Андрей стоял против Ярцева и смотрел на него пристально и недоверчиво. Его удивило, что у Ярцева все еще подрагивают руки необычной, болезненной дрожью.
— А что ж ты испугался-то?
— Я? Испугался? — Он задержался с ответом. — Да ведь тут места чужие, народ разный…
Он не знал, куда спрятать вздрагивающие руки. Его страх был так ощутим, что Андрея передернуло. У Андрея не появилось никакой определенной мысли, но он почувствовал что-то несообразное в том, что Ярцев сидит около этой речушки. Лесной мирок, зачем-то облюбованный им, был полон таинственности, и Андрей понял, что он ни одной секунды не может оставлять здесь Ярцева и сам оставаться с ним — это противно его душе.
— Пойдем! — потребовал Андрей. — Пойдем отсюда, Кузьма! Слышишь?
Бледное лицо Ярцева перекосилось, как от боли.
— Идти? — спросил он шепотом. — В роту?
— А куда же?
Дрожь забила все тело Ярцева. И даже в бледном лесном свете видно было, как туманной пеленой застлало его глаза. Вздохнув тяжко, словно прощаясь с миром, он неожиданно повалился на бок, начал хватать и стягивать к груди ветки смородины, поникшие над землей.
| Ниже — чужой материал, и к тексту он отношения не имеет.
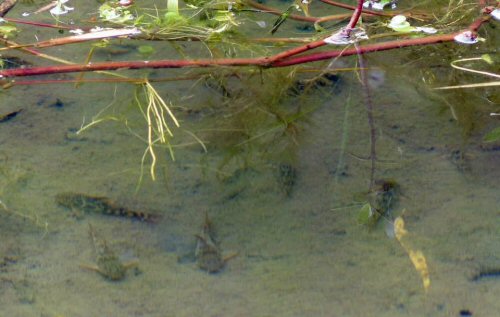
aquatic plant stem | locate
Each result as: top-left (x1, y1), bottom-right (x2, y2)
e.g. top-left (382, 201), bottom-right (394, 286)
top-left (244, 0), bottom-right (351, 23)
top-left (270, 25), bottom-right (482, 67)
top-left (0, 33), bottom-right (469, 76)
top-left (0, 33), bottom-right (472, 76)
top-left (355, 42), bottom-right (376, 191)
top-left (3, 17), bottom-right (80, 30)
top-left (0, 14), bottom-right (491, 78)
top-left (319, 0), bottom-right (391, 17)
top-left (333, 88), bottom-right (352, 188)
top-left (345, 0), bottom-right (364, 34)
— Кузьма! — закричал Андрей. — Ты что?
— Сил моих нет, — слабо прошептал Ярцев.
— Ты что задумал? Что?
После этих слов Ярцев, опомнясь, быстро поднялся и, стараясь быть спокойным, спросил:
— А что я? Я сейчас, сейчас!
Всю дорогу Андрей молчал, а Ярцев, шагая с ним рядом, почему-то все время говорил о своей семье.
Заслышав гул моторов, Кузьма Ярцев, как всегда, забился в свою щель. Самолеты прошли на восток, а он и после этого долго прислушивался, сторожко поглядывая в небо. Проходя мимо, сержант Олейник остановился у щели, строго позвал:
— Ярцев!
— Здесь, товарищ сержант!
— За мной! К командиру роты!
Кузьма Ярцев быстро поднял над глазами козырек каски. Худое лицо его обдало холодной бледностью. Он стоял несколько секунд, не шевелясь, не слыша больше ничего от хрипа, наполнившего грудь, и шума в голове. Сердито кося глаза, Олейник поманил его пальцем, я тогда он, навалясь грудью на край щели, стал хвататься за траву, чтобы выбраться, но в руках не было никаких сил.
— Дай руку! — Олейник нагнулся над Кузьмой. — Тоже, Аника-воин! — Но и он едва вытащил Ярцева из щели — так отяжелело отчего-то все его тело.
Не оглядываясь, сержант Олейник пошел в глубь леса. Подбористый, ловкий, он шел пружинистым звериным шагом, изредка поправляя на плече автомат. Ярцеву трудно было поспеть за ним: вся грудь наполнялась кашлем, и в ней мало осталось места для сердца. Цепляясь за кусты, он остановился, слабо крикнул:
— Погоди!
Олейник взглянул через плечо:
— Шагай!
— Ты скажи: это правда?
— Шагай! — прикрикнул отделенный.
После этого Ярцев уже не помнил, куда вел его Олейник.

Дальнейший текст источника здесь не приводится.